In the month of May, Washington National Opera presented a very lively production of “Carmen” at the Kennedy Center. Georges Bizet’s “Carmen,” with its tuneful, accessible melodies and simple plot, has become arguably the world’s most popular opera.
Indeed, it has permeated Western culture in so many ways, from the musical “Carmen Jones” starring Dorothy Dandridge and Harry Belafonte (and other “Carmen”-influenced Hollywood films) to the writings of the usually iconoclasticphilosopher Friedrich Nietzsche, who treated the opera “Carmen” with admiration and (in his words) a “gentle reverence.” It is little wonder that the audience at the Kennedy Center also responded warmly to the famous melodies and universal story, especially in the production fused together so well by director Francesca Zambello.

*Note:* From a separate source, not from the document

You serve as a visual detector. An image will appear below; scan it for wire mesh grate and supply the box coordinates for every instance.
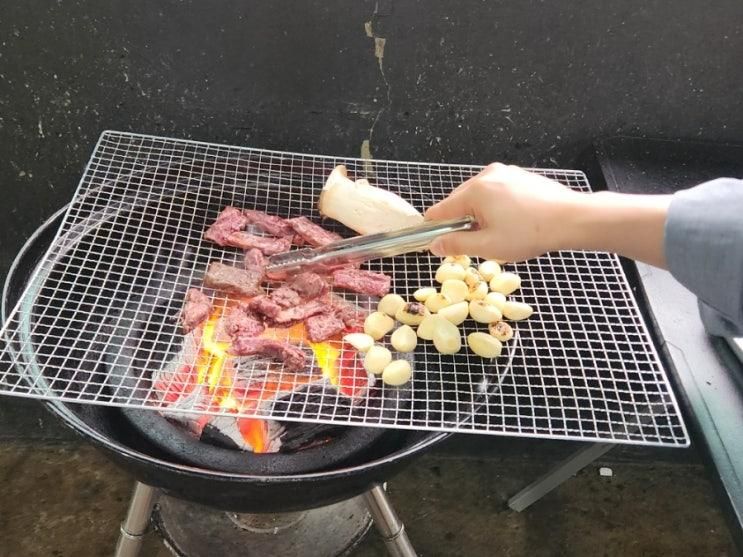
[0,131,689,447]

The story revolves around Don José, a military guard who gets entangled with the free-spirited and willful femme fatale Carmen.
She tosses him a rose (it “hit me like a bullet,” Don José, says), and this is the beginning of the end for the soldier as he discards career and reputation in his passion for the wily Carmen. We read in Prosper Mérimée’s novella upon which the opera is based that Carmen “had a strange and wild beauty . . . loving and fierce . . . ” Isabel Leonard captured these and other moods of Carmen which (quoting again from Mérimée) “change like the weather.”
The mezzo-soprano (and therefore the audience) enjoyed especially good moments with Carmen’s entrance and the singing of the beautiful “Habanera” and the entrancing “Seguidilla.”
Tenor Michael Fabiano, who took on the role of Don José, captured the audience’s sympathy in acting and song as the soldier unable to return to his sedate lifestyle prior to the meeting Carmen.
The stage presence of bass-baritone Ryan Speedo Green (who hails from Suffolk, Virginia) impressed audience members as he appeared on stage as Escamillo the bullfighter on a white horse and sang with verve the famous “Toreador Song.”
Soprano Vanessa Vasquez performed beautiful and poignant arias as Micaëla, the earlier and now rejected love interest of Don José.
Even those unfamiliar with opera likely know some of the melodies of “Carmen,” and the excellent conducting of Evan Rogister maintained a wonderful balance between Spanish and Romani music crafted by Bizet and the more traditional opera/symphonic sound of the opera house.
The sets by Tanya McCallin were possibly the most unusual element, as they were simple, indescript walls, at times representing the exterior of a cigarette factory, Lillas Pastia’s tavern, a hideaway in the mountains, and the outside of a bullfighting arena.
The simplicity of sets allowed for easy transitions between scenes but perhaps also encouraged the audience to exercise their imaginations. There is plenty of colorful pageantry as the opera rushes towards the tragic close of Act IV, with the colorful costumes and banners associated with the bullfight.
Lighting designers Paule Constable and Justin A. Partier must also come in for praise, as they added a nice moment at the beginning in which Don José is seen (through the suggestion of light, silhouette, and opaque curtain) meeting his tragic end, surrounded by guards.
Subtitles were put together by the San Francisco Opera Association, rendering the original French into modern English so that the production would be broadly accessible to the audience.
For those who missed “Carmen,”, the Washington National Opera has some excellent operatic works on offer later this year,including Verdi’s “Il Trovatore” (a tale of witchcraft) and Richard Strauss’ “Elektra” (centering around the daughter of the ancient Greek king Agamemnon of Trojan War fame).
As some of the WNO productions are minimalist like “Carmen” and others are highly ornate like the company’s “Tosca” of recent years, the audience will always be left in suspense as to which direction these future productions will take.